SETI ‘The Geometry Of Night ‘ (Loki Foundation)

Andrew Lagowski’s ambient techno classic from the mid-90s gets reissued with a brand-new companion recording

In a parallel universe out there somewhere, Ralf Hütter is a booking clerk for Rail Europe, Dave Gahan drives a forklift at the Homebase warehouse in Romford, and Hartnoll & Hartnoll are the best solicitors in Leamington Spa. Some say they’re the best in the whole of the West Midlands. Andrew Lagowski, meanwhile, is one of the most successful electronic music artists of all time.

By rights, Andrew Lagowski should be one of the most successful electronic music artists of all time in this universe too. He’s been doing his thing for more than 30 years, starting out as half of cult darkwave outfit Nagamatzu in the mid-80s and subsequently releasing solo albums as S.E.T.I., Legion and plain old Lagowski. He’s never made a pop record, his interest is largely in what you might term ambient techno, but his work has always been of the highest quality – rich, sophisticated, precise, detailed, expressive, evocative, experimental yet very listenable – and the fact that he remains unknown to the wider electronic community is beyond astonishing. It’s actually close on criminal.

Some of Lagowski’s most interesting output has been as S.E.T.I., a project named after a real organisation called Search for Extra-Terrestrial Life (yes, they do exactly what you’d imagine they do), and this reissue of ‘The Geometry Of Night’ is about as good as it gets. The album originally came out in 1996 (the second of what has now been more than a dozen S.E.T.I. releases), but you really wouldn’t know it from the impeccable, crystalline production. The way that the sounds here fill the room is a testament to Lagowski’s sonic design skills.

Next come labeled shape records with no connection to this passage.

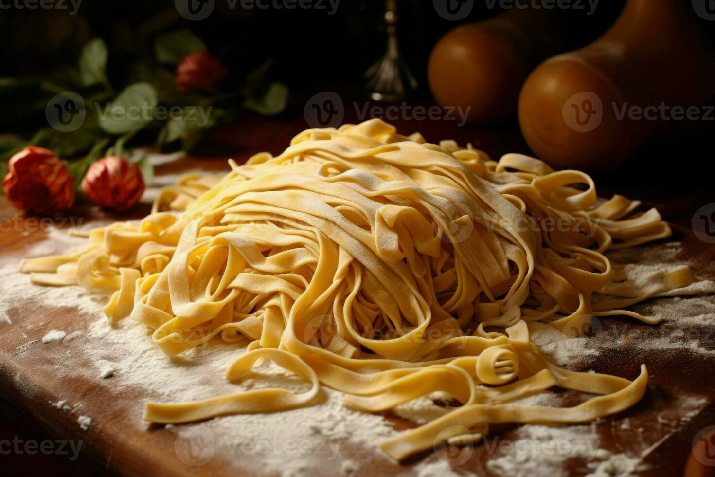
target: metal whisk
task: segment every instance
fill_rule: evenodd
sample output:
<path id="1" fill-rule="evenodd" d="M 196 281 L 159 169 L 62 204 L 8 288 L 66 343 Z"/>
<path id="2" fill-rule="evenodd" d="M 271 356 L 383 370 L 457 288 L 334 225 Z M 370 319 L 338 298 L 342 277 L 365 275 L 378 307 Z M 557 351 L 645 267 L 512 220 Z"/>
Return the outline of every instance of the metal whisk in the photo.
<path id="1" fill-rule="evenodd" d="M 370 97 L 375 101 L 405 99 L 419 87 L 415 77 L 400 56 L 397 22 L 397 0 L 387 0 L 385 12 L 387 51 L 364 74 Z"/>

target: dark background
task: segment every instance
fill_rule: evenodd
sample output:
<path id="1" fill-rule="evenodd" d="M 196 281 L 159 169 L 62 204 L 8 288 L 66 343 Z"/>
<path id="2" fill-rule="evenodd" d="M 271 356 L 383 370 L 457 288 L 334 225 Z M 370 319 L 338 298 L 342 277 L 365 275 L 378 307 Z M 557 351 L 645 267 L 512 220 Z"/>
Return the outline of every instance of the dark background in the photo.
<path id="1" fill-rule="evenodd" d="M 562 16 L 570 26 L 576 48 L 605 31 L 623 4 L 623 0 L 601 0 L 591 16 L 586 10 L 550 13 Z M 66 4 L 72 9 L 69 0 Z M 75 15 L 69 14 L 70 10 L 3 9 L 0 74 L 20 76 L 74 64 L 84 43 L 99 36 L 109 46 L 112 76 L 112 64 L 136 59 L 158 34 L 188 28 L 235 74 L 240 73 L 236 65 L 249 68 L 272 58 L 280 79 L 294 88 L 359 85 L 362 73 L 385 51 L 385 2 L 340 0 L 332 15 L 327 0 L 322 4 L 326 9 L 246 9 L 240 0 L 233 9 L 227 0 L 215 0 L 213 12 L 201 21 L 182 17 L 172 0 L 84 0 Z M 585 0 L 583 4 L 587 5 Z M 398 0 L 401 51 L 423 86 L 427 60 L 437 40 L 458 24 L 498 14 L 503 11 L 498 5 L 497 1 L 490 9 L 486 0 L 475 0 L 469 16 L 455 22 L 440 17 L 432 0 Z M 428 97 L 426 88 L 423 93 Z"/>

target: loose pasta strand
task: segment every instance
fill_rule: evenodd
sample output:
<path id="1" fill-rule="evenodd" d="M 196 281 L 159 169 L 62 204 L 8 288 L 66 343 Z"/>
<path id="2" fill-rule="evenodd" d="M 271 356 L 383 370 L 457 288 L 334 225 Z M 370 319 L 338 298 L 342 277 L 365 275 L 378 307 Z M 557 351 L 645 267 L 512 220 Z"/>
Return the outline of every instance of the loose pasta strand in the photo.
<path id="1" fill-rule="evenodd" d="M 585 422 L 637 402 L 645 367 L 633 382 L 560 369 L 527 323 L 581 332 L 695 281 L 679 269 L 648 293 L 614 283 L 603 252 L 668 237 L 668 225 L 621 196 L 599 204 L 586 174 L 526 156 L 496 162 L 373 119 L 230 164 L 222 178 L 184 177 L 138 225 L 93 230 L 84 251 L 21 265 L 39 285 L 114 290 L 107 316 L 150 327 L 167 355 L 245 337 L 227 379 L 263 358 L 312 385 L 149 403 L 152 422 L 310 405 L 320 385 L 369 412 L 453 395 L 459 405 L 381 446 L 396 459 L 490 424 Z M 595 292 L 619 299 L 594 305 Z M 598 395 L 568 410 L 508 404 L 553 386 Z"/>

Three tracks sum up what you should expect from ‘The Geometry Of Night’. One is the deceptively dreamy and ultimately unsettling ‘Fire Night’, which features a lengthy sample of a team of CNN journalists reporting live from Baghdad as they witness the opening barrage of the US bombing campaign on the Iraqi capital during the First Gulf War. Strange to think that America and it’s allies are still conducting nightly bombing raids on Iraq almost 25 years later. The second track is the glitchy and dubby techno sound of ‘FL13’, which wouldn’t have seemed out of place on Warp’s ‘Artificial Intelligence’ compilation earlier in the decade, but also acts as a marker for where techno would be heading in the 21st century. The third is ‘Mare Crisium’, a track constructed from layers of vocal harmonies that spiral slowly round and round and round some more in a seemingly endless celestial swirl. It’s a startlingly beautiful piece.

There’s plenty more to recommend elsewhere and also on the bonus CD that comes as part of the reissue package. This additional disc is entitled ‘Companion’, but it’s not a compilation of out-takes or remixes or the like, instead it’s a collection of entirely new tracks recorded just a few months ago apparently using the Arpeggiated Stardust Method (no, haven’t the foggiest). It’s a lot darker, heavier and more obviously outer spacey than ‘The Geometry Of Night’ in its themes – in many ways it seems more of a sister album to S.E.T.I.’s ‘Final Trajectory’ from last year – but it’s fascinating stuff and will ensure that newcomers to Andrew Lagowski’s work get a good grasp on what he’s all about.

If you are one of those newcomers, you need to get on to this straight away. There really is no time to waste. You’ve got an awful lot of catching up to do.